Samper y Alberdi coincidieron en la necesidad de establecer una comunidad oficial completa en el sistema de monedas, pesos y medidas, y la creación de un banco general central, como cimiento de la integración.

“Quien dice unión económica dice unión política”, resumió Martí tras beber de estas enseñanzas, en las cuales se sustentaron sus opiniones sobre la conformación del Estado nación latinoamericano.

Desde esta óptica, el pensador cubano también criticó la propuesta integracionista comercial promovida desde Estados Unidos en el contexto de la Conferencia Monetaria y el Congreso Panamericanos de Washington (1889 y 1990).

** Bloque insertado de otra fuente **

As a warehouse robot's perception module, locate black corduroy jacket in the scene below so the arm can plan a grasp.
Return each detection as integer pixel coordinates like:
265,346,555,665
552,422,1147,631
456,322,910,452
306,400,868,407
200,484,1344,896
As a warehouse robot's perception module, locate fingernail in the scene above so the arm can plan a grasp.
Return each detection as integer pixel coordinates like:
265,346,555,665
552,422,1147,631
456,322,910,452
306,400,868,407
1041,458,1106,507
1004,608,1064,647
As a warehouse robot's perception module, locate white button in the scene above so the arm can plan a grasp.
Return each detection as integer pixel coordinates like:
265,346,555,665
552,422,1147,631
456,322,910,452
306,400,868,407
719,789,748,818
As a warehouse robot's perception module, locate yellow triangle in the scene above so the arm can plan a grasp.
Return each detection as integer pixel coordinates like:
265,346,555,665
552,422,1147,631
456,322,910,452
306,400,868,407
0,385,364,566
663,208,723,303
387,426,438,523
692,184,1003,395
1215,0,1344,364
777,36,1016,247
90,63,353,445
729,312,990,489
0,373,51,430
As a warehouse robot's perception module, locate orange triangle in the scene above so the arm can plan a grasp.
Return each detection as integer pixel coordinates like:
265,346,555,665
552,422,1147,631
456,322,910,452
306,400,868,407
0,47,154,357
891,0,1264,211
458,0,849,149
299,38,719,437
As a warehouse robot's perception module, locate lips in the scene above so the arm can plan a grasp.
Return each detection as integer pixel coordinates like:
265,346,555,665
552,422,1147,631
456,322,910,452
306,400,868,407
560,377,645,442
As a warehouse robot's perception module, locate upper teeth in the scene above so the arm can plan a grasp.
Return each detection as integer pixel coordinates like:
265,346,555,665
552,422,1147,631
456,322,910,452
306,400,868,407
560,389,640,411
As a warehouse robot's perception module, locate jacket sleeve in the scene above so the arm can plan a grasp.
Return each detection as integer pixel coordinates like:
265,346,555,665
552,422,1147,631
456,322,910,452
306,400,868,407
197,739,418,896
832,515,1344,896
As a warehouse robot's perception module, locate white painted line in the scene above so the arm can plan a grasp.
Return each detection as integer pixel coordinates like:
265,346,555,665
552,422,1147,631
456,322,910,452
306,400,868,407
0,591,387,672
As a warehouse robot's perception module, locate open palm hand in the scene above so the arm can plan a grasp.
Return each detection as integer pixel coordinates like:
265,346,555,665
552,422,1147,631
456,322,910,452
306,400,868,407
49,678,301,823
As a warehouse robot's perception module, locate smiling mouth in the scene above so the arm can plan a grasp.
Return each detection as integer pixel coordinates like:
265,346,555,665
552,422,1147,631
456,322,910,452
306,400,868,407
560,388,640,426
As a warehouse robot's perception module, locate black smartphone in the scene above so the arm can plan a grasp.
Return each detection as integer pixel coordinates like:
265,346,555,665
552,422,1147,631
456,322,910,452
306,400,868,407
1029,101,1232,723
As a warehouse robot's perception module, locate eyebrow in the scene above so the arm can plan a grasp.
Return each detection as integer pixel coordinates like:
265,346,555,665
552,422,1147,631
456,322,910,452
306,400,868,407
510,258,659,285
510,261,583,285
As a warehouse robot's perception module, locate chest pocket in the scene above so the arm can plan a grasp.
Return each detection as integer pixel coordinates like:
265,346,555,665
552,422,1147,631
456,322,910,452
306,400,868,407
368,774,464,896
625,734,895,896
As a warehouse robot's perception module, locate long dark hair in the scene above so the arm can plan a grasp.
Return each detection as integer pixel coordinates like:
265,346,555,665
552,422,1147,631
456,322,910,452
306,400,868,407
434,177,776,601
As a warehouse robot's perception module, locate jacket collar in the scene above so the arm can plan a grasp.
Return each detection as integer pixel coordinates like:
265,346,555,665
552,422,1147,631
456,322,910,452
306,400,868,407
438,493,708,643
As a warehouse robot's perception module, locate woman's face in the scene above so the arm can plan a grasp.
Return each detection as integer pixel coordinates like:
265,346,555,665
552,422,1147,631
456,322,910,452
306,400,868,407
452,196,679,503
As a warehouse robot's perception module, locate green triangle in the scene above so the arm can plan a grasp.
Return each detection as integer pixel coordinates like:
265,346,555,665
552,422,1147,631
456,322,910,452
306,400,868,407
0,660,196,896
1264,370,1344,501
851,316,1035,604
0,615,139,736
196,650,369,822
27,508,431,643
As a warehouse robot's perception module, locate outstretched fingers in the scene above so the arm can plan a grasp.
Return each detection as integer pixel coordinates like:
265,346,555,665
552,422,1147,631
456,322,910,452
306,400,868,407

Ante las pretensiones hegemónicas del vecino norteño, Martí alertó a sus hermanos latinoamericanos entonces: “el influjo excesivo de un país en el comercio de otro, se convierte en influjo político”.

“El pueblo que quiera ser libre- sentenció- sea libre en negocios. Distribuya sus negocios entre países igualmente fuertes”.

La búsqueda de soluciones propias a los problemas de estos países y el fortalecimiento de sus economías a cuenta y riesgo también fueron sugeridos por el Maestro en ese ámbito, en el cual pareció anticiparse a esta época.

“Ni uniones de América contra Europa, ni con Europa contra un pueblo de América… la unión con el mundo y no con una parte de él”, adelantó de manera previsora lo que constituyó el punto de partida del multilateralismo económico.

Un repaso de la estrategia desplegada por los impulsores del libre comercio obliga a retomar los conceptos martianos y a servirse de ellos como herramientas ideológicas en favor de la lucha contra la injerencia foránea, propósito esencial de la Comunidad de Estados creada en México, en febrero de 2010.